La terminal (sin Catherine Zeta Jones)
A veces y solo a veces la vida común en todos sus días nos privilegia con una maraña continua de recuerdos, con una brillante media noche llena de escenas tremebundas, de monstruos abortados habitantes extraños de las sombras olvidadas de aquellas zonas de carga, de espectros informes, sobras de alimentos de sangre incluso para los más extraños. Las caras siempre extrañas tardando en disimular el acecho, el hambre siempre pasajera de mala gana en los viajantes a deshora, en esa terminal que desde ahora ya no será otra cosa que el refugio retorcido de todos aquellos que aquella noche estaban perdidos, un instante en esta vida, todas las noches que les restan de agonia.
¿Yo?, Salía del hospital; allá resguardado del dolor, escudado tras los vidrios de lo objetivo, con la única dificultad de diagnosticar las miradas de casi una niña de colegio que le tocaba siempre hacer sus prácticas en mis turnos, y disimular el tedio que el coqueteo de una interna pueril me daba. Yo tonto y necio, sabiendo el riesgo, me marcho al terminal cerca de la una de la mañana. Allá como entrando a un lugar como de esas películas ambientadas en Somalia, muerto todo pero nada en calma, me tocó esperar tres largas horas, extrañas y deshechas… Ebrios dormidos y otros ebrios por un sueño fugitivo y escurridizo, liviano como el peso de la noche que le alcanza a uno en un lugar sin cara.

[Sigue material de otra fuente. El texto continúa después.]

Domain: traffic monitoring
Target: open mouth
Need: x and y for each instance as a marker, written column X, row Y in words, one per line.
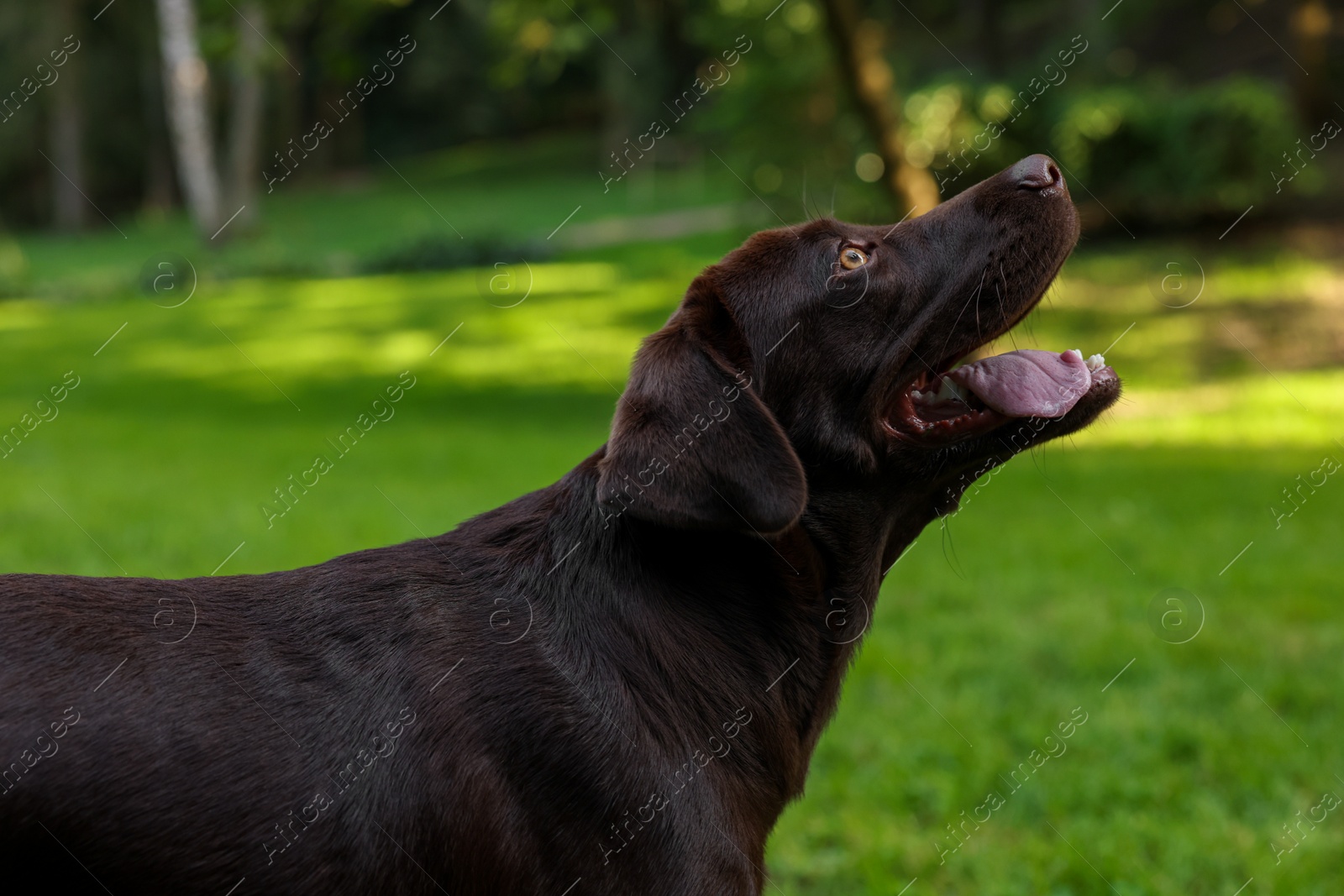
column 952, row 403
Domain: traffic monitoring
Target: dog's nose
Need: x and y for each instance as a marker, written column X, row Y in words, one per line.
column 1037, row 172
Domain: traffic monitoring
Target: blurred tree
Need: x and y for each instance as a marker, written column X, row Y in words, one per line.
column 1310, row 24
column 858, row 47
column 248, row 105
column 66, row 127
column 186, row 86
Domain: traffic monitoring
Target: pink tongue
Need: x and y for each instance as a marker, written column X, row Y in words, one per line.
column 1027, row 383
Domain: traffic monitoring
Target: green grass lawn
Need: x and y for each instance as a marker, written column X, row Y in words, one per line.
column 991, row 631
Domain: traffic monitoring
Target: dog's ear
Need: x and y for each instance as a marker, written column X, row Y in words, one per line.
column 692, row 445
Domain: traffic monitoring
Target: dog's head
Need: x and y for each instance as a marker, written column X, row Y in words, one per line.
column 826, row 354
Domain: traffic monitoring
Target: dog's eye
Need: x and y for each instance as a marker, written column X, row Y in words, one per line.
column 851, row 258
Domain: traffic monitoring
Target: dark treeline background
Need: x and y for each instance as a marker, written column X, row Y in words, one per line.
column 1171, row 112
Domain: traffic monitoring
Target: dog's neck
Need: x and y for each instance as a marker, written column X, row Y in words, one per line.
column 800, row 604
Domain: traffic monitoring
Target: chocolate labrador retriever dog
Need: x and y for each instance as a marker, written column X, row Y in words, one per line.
column 611, row 685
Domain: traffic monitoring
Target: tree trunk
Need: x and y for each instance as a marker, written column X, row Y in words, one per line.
column 869, row 76
column 246, row 116
column 66, row 132
column 186, row 89
column 1310, row 23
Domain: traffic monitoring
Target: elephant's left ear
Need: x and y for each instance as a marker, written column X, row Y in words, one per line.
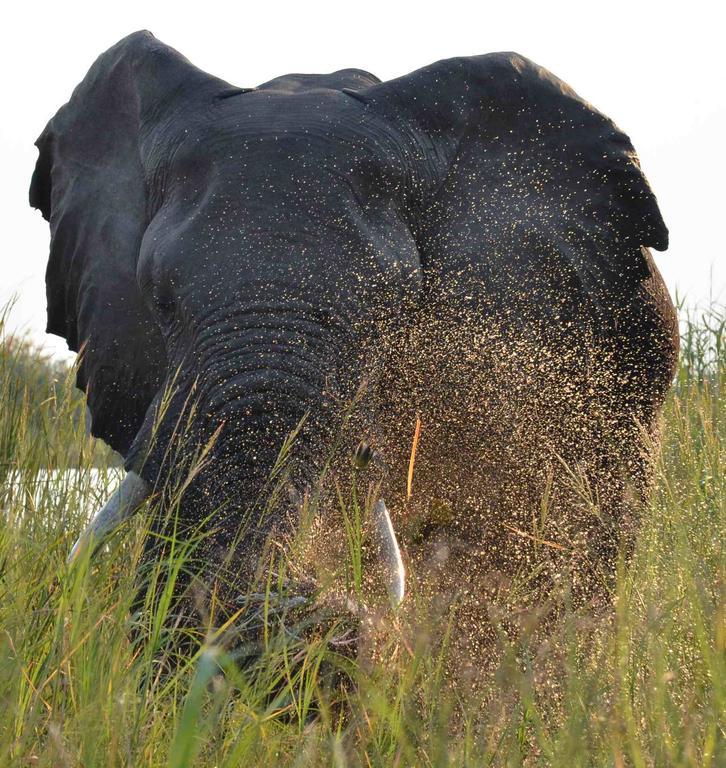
column 509, row 166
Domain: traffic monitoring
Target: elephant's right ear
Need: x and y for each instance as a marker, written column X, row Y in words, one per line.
column 97, row 182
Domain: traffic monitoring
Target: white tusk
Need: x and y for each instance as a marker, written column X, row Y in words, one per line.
column 119, row 508
column 390, row 552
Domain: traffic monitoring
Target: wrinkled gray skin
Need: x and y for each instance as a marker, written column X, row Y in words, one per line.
column 251, row 246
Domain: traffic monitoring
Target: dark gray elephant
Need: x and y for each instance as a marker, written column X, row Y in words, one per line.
column 471, row 240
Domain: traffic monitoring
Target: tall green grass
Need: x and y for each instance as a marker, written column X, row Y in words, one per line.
column 87, row 680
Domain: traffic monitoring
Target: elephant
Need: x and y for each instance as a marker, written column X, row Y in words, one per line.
column 468, row 244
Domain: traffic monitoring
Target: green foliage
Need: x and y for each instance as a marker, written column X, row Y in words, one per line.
column 86, row 680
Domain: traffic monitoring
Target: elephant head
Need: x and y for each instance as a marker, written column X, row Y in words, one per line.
column 244, row 248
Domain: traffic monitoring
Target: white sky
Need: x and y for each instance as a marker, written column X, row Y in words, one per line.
column 657, row 71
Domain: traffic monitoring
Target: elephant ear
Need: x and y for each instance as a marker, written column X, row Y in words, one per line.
column 519, row 187
column 97, row 181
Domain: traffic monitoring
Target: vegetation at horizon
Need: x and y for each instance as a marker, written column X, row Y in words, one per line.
column 86, row 679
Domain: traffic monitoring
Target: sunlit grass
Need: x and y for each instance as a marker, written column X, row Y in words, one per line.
column 88, row 679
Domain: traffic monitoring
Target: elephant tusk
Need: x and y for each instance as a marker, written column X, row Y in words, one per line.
column 119, row 508
column 390, row 552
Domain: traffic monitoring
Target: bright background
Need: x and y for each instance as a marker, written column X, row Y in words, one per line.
column 657, row 71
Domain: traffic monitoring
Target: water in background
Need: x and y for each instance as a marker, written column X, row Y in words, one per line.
column 53, row 496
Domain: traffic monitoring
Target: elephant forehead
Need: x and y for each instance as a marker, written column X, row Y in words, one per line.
column 267, row 134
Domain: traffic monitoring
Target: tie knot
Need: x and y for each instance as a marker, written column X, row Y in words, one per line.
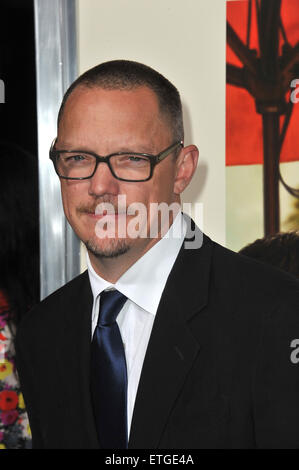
column 111, row 303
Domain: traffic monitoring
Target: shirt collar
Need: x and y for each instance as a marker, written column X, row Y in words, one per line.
column 143, row 283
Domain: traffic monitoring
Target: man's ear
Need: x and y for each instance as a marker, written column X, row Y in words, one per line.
column 185, row 167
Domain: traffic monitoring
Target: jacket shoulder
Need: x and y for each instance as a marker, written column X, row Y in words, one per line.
column 45, row 313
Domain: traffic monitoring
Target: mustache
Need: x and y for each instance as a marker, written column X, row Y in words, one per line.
column 91, row 208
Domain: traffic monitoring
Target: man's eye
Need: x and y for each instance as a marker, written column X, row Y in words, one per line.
column 75, row 158
column 133, row 158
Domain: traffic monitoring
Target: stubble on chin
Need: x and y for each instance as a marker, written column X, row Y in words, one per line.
column 112, row 249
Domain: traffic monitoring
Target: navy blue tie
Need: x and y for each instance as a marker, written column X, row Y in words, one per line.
column 109, row 374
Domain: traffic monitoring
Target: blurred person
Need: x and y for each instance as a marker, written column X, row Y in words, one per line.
column 19, row 281
column 280, row 250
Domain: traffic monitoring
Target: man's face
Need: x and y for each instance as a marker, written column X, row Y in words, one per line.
column 104, row 122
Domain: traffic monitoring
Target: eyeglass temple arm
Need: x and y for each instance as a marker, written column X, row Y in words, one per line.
column 166, row 152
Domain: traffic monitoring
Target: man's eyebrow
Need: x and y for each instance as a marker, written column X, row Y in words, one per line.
column 124, row 149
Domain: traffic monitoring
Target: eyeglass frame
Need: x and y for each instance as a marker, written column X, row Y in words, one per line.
column 153, row 159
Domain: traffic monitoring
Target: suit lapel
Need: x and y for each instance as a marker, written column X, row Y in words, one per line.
column 74, row 354
column 172, row 348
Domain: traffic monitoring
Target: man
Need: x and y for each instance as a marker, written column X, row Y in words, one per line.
column 159, row 344
column 280, row 250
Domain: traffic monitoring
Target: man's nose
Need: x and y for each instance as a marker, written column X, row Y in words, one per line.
column 103, row 182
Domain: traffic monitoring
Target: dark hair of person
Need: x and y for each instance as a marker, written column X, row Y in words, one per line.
column 127, row 75
column 280, row 250
column 19, row 246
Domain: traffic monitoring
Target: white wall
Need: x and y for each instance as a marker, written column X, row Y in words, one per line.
column 185, row 41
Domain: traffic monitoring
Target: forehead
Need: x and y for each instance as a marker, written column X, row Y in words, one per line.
column 100, row 112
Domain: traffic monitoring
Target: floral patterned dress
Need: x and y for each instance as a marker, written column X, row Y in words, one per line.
column 14, row 424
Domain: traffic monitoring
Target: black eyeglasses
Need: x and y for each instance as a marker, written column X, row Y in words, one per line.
column 124, row 166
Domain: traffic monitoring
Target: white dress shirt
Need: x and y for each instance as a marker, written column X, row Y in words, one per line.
column 143, row 284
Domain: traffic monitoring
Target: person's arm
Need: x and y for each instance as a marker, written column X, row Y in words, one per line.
column 28, row 387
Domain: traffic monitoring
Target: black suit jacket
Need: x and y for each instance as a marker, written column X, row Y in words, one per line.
column 217, row 373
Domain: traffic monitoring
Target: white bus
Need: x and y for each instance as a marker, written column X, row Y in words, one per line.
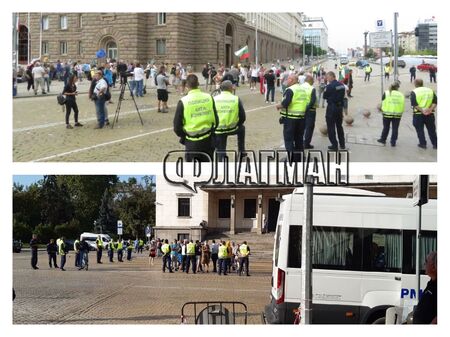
column 363, row 255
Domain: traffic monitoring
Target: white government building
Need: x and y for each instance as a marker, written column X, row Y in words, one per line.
column 225, row 209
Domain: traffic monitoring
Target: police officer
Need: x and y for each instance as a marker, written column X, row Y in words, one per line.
column 62, row 253
column 190, row 257
column 367, row 72
column 111, row 248
column 120, row 250
column 223, row 255
column 334, row 94
column 195, row 120
column 129, row 250
column 292, row 109
column 231, row 116
column 34, row 247
column 310, row 115
column 165, row 248
column 99, row 244
column 76, row 248
column 392, row 108
column 244, row 251
column 424, row 102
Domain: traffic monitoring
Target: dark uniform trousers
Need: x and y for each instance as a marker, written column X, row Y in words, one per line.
column 310, row 123
column 221, row 140
column 419, row 121
column 205, row 145
column 386, row 126
column 333, row 118
column 293, row 130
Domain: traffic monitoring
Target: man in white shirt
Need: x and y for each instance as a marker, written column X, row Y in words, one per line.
column 139, row 80
column 38, row 75
column 99, row 92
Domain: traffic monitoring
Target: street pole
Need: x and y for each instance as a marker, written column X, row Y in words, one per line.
column 381, row 71
column 306, row 299
column 396, row 47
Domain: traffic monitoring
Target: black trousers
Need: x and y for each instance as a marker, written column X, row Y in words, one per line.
column 221, row 140
column 205, row 145
column 421, row 121
column 71, row 104
column 34, row 258
column 293, row 130
column 333, row 118
column 387, row 121
column 310, row 123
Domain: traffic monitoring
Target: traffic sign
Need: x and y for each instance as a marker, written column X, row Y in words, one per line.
column 380, row 39
column 380, row 26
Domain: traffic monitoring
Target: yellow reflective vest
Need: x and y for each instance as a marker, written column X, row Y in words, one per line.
column 198, row 116
column 300, row 101
column 424, row 98
column 227, row 106
column 393, row 104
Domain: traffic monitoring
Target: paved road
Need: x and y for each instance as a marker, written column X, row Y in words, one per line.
column 126, row 293
column 39, row 132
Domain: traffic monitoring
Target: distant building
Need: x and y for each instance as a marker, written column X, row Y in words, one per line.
column 316, row 32
column 182, row 214
column 189, row 38
column 407, row 41
column 426, row 33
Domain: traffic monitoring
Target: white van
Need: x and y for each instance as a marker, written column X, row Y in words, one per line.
column 363, row 255
column 91, row 239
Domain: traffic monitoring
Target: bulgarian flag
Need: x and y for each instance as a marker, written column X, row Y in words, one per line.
column 242, row 53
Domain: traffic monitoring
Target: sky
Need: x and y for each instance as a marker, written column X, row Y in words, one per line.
column 346, row 30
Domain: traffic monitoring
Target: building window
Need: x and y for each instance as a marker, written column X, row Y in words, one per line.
column 161, row 19
column 224, row 208
column 249, row 208
column 111, row 50
column 63, row 47
column 184, row 207
column 63, row 22
column 161, row 47
column 45, row 48
column 45, row 22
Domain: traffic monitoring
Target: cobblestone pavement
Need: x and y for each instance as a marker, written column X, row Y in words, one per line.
column 39, row 132
column 126, row 293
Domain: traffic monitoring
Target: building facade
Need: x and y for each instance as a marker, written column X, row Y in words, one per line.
column 426, row 33
column 189, row 38
column 224, row 209
column 316, row 32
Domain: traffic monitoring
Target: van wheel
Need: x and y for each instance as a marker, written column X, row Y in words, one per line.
column 381, row 320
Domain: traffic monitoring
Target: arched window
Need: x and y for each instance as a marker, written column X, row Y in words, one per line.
column 111, row 50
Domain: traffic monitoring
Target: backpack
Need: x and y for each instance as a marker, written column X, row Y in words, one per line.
column 61, row 99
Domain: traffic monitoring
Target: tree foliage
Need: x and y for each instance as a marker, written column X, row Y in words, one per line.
column 69, row 205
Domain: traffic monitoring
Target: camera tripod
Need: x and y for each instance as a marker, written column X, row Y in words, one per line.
column 123, row 85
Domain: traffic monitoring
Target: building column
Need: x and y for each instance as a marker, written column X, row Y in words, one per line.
column 259, row 219
column 233, row 214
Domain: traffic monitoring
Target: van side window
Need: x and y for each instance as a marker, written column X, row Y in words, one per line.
column 335, row 248
column 428, row 243
column 382, row 250
column 295, row 247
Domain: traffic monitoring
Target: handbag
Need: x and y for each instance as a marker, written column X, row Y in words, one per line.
column 61, row 99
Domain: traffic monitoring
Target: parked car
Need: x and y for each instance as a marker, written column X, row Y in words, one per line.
column 426, row 67
column 17, row 246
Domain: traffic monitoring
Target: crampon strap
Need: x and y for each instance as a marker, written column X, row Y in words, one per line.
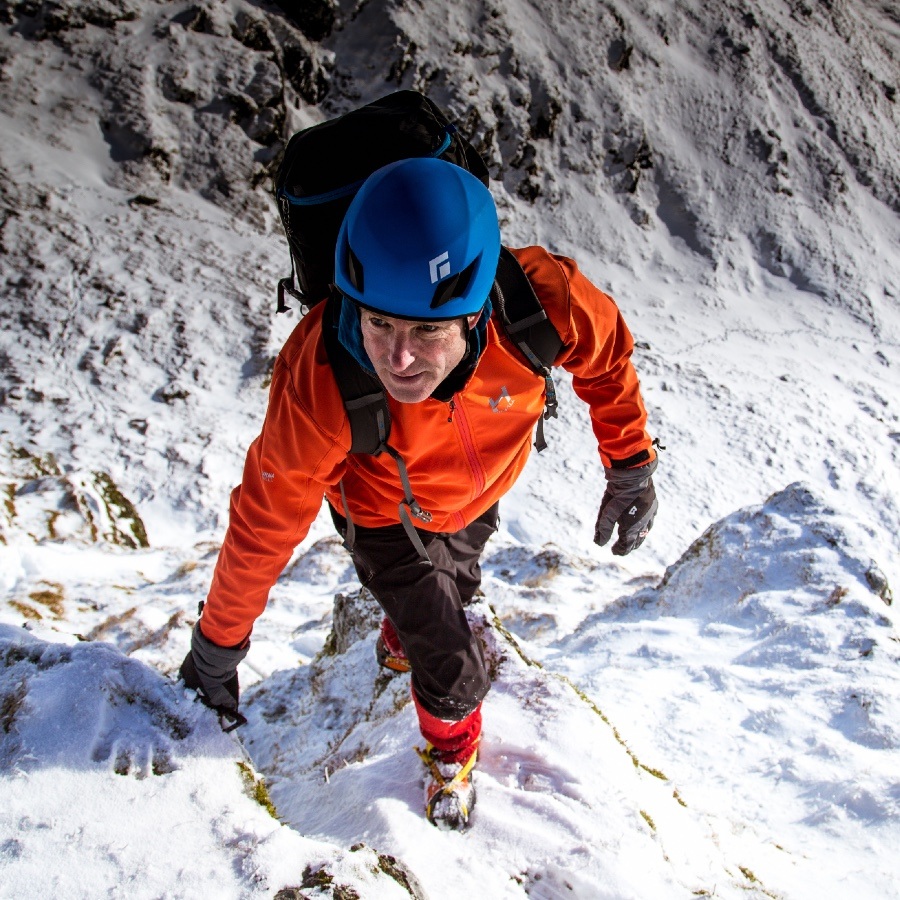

Cosas como caras que no hallo relación medica salvo con las muecas que deja la desgracia; pies arrastrados jalando el peso que va sonando como el recuerdo de haber probado algún momento antes algún solvente, droga que es camino rápido para ser demente, y que atrofia el cerebro tan rápido como atrofia alguna minúscula alegría que esas vidas han de saber perder las mañanas negras de esos días.
Al otro lado del pasillo un bermejo carpintero llevaba sus herramientas y cargaba el peso de una conversación con uno de esos profesionales que visten casuales, sin la reprimenda cruel que debe ser estar obligado a llevar terno en esos lugares, seguro era un arquitecto o ingeniero.
Un muchacho alto moreno y costeño leyendo guardaba las distancias de las gordas de risas fofas como sus carnes, de sus maridos tontos y torpes que se alegraban y hacían muecas como risas de solo cortar el sueño con un golpe a sus esposas.
En la sala de espera una tribu de mochileros repartidos entre el sueño en el suelo arropados con los brazos de su pareja y cobijas de lana y otros sentados esperando el tiempo que tanto han sabido perder para salir a algún lado, con los pelos largos y zapatos de planta calvos, maromeros o lectores madrugadores de un texto de conocimiento alternativo, de esos que leen con atención como si fuera el pilar nativo para su propia vida… y a esos yo los creía lejanos de la tristeza… como con los ojos siempre en el horizonte buscando el fin de esta vida que es un sueño enorme, bebiendo a duras penas o drogándose duro sin pena…. pero no, ahí donde estaban no había privacidad, y una, la más atrasada, torcía la cara, había aprendido a esconderse en los lugares donde nadie busca, había aprendió a abstraerse de su compañeros que están siempre a su lado y la ofuscan, se había escondido aun cuando estaban a lado y la abrazaban, ella, dejaba caer una lagrima, estaba callada y sin embargo lloraba, callada y con un dolor en el alma que desde mi distancia se le notaba, que pena, incluso los que trotan lejos del sufrimiento son alcanzados por las lágrimas; ¿coincidencia que yo estuviese cerca?, o todos nos parecemos en algo en el alma. Viejos, feos, extraños, humanos.